The U.N.’s International Atomic Energy Agency (IAEA) said on Wednesday it viewed the situation at Fukushima “seriously” and was ready to help if called upon, while nearby China said it was “shocked” to hear contaminated water was still leaking from the plant, and urged Japan to provide information “in a timely, thorough and accurate way”.
“We hope the Japanese side can earnestly take effective steps to put an end to the negative impact of the after-effects of the Fukushima nuclear accident,” China’s Foreign Ministry said in a statement faxed to Reuters in Beijing.

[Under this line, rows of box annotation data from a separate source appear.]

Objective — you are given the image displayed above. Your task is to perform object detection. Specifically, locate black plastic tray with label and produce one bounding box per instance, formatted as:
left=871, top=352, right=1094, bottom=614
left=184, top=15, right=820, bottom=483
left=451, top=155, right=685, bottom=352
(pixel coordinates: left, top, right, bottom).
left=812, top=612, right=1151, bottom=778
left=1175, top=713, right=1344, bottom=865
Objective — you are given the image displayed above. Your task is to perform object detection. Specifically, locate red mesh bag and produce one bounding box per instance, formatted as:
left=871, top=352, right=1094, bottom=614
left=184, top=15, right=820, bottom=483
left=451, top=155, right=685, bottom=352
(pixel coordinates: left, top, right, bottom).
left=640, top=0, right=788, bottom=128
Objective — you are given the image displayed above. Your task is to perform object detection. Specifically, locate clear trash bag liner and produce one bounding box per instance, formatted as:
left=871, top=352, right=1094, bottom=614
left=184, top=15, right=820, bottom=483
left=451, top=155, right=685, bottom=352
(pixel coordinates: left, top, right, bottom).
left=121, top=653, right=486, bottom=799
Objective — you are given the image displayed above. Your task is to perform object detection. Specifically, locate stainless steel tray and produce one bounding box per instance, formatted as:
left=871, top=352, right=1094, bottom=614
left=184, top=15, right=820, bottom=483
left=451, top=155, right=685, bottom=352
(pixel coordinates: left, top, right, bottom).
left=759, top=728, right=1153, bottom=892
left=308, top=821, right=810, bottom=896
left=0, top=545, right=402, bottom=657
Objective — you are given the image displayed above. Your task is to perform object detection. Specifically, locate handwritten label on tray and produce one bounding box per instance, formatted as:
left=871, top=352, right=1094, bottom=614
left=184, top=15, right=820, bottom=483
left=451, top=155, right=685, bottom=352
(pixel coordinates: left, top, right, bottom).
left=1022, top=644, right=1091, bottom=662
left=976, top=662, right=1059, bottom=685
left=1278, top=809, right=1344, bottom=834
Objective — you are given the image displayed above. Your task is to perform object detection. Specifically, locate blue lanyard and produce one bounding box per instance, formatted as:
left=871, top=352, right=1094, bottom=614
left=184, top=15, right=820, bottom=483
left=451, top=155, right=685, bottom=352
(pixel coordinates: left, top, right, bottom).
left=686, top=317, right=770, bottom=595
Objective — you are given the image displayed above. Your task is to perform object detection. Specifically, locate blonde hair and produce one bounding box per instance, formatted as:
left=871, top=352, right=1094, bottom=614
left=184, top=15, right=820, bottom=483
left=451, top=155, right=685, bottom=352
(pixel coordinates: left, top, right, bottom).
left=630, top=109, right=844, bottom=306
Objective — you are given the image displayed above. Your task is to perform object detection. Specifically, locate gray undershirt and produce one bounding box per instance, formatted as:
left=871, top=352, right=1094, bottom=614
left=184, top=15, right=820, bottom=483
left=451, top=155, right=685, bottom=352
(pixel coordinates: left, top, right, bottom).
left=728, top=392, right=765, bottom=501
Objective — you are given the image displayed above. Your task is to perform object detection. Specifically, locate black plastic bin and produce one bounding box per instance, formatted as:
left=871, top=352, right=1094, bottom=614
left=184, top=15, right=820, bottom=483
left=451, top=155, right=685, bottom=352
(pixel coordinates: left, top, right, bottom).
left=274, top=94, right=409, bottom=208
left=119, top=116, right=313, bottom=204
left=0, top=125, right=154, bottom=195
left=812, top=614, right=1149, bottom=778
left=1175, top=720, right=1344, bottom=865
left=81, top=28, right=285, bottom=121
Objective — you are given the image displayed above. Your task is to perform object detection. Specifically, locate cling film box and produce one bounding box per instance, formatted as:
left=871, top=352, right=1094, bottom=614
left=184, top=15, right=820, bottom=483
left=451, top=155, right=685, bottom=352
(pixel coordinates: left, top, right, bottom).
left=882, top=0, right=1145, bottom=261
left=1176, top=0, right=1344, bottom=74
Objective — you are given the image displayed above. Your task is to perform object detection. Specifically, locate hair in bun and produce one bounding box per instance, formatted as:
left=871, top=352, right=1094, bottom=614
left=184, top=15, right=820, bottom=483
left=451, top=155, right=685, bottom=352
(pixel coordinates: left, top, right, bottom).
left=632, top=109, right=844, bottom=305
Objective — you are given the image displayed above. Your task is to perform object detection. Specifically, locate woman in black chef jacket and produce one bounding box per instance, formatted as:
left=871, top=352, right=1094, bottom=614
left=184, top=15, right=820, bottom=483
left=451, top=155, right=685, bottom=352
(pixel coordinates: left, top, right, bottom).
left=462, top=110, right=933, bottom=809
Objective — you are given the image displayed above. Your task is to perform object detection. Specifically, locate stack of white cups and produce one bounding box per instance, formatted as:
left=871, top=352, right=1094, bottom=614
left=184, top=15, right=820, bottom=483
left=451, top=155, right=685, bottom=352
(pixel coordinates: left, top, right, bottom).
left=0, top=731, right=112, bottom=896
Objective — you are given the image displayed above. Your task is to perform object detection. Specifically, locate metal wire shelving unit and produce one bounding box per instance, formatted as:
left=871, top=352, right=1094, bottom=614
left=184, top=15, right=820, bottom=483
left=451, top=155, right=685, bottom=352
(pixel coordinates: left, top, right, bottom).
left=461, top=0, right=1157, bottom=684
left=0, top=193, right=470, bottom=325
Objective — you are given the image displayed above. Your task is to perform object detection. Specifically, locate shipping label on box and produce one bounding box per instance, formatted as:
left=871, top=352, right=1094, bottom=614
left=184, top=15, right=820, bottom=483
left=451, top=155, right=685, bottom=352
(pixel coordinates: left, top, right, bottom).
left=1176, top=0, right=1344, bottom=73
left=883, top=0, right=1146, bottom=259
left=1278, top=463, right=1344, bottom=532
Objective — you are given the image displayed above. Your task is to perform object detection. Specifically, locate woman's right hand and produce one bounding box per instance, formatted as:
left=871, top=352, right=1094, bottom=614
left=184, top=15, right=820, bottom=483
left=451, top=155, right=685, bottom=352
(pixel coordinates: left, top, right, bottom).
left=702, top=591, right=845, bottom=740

Japan’s Chief Cabinet Secretary Yoshihide Suga called the situation “deplorable”, and the Nuclear Regulation Authority (NRA) said it feared the disaster – the worst nuclear accident since Chernobyl a quarter of a century earlier – was “in some respects” beyond the plant operator’s ability to cope.
The NRA said it was worried about leakage from other similar tanks that were built hastily to store water washed over melted reactors at the station to keep them cool. Water in the latest leak is so contaminated that a person standing close to it for an hour would receive five times the annual recommended limit for nuclear workers.
NRA Chairman Shunichi Tanaka likened the stricken nuclear plant to a house of horrors at an amusement park. “I don’t know if describing it this way is appropriate, but it’s like a haunted house and, as I’ve said, mishaps keep happening one after the other,” he told reporters. “We have to look into how we can reduce the risks and how to prevent it from becoming a fatal or serious incident.”
He said the NRA would consult with the IAEA about whether it was appropriate to assign a rating to the leakage at the plant.
Each one-step INES increase represents a 10-fold increase in severity, according to a factsheet on the IAEA website. (www.iaea.org/) A Level 3 rating is assigned when there is exposure of more than 10 times the limit for workers, according to the factsheet.
South Korea’s Asiana Airlines Inc said it would cancel charter flights between Seoul and Fukushima city in October due to public concerns over the radioactive water leaks.
The city, around 60 kms (37 miles) from the nuclear facility and with a population of some 284,000, is a popular destination for golfers and tourists visiting nearby local hot springs and lakes.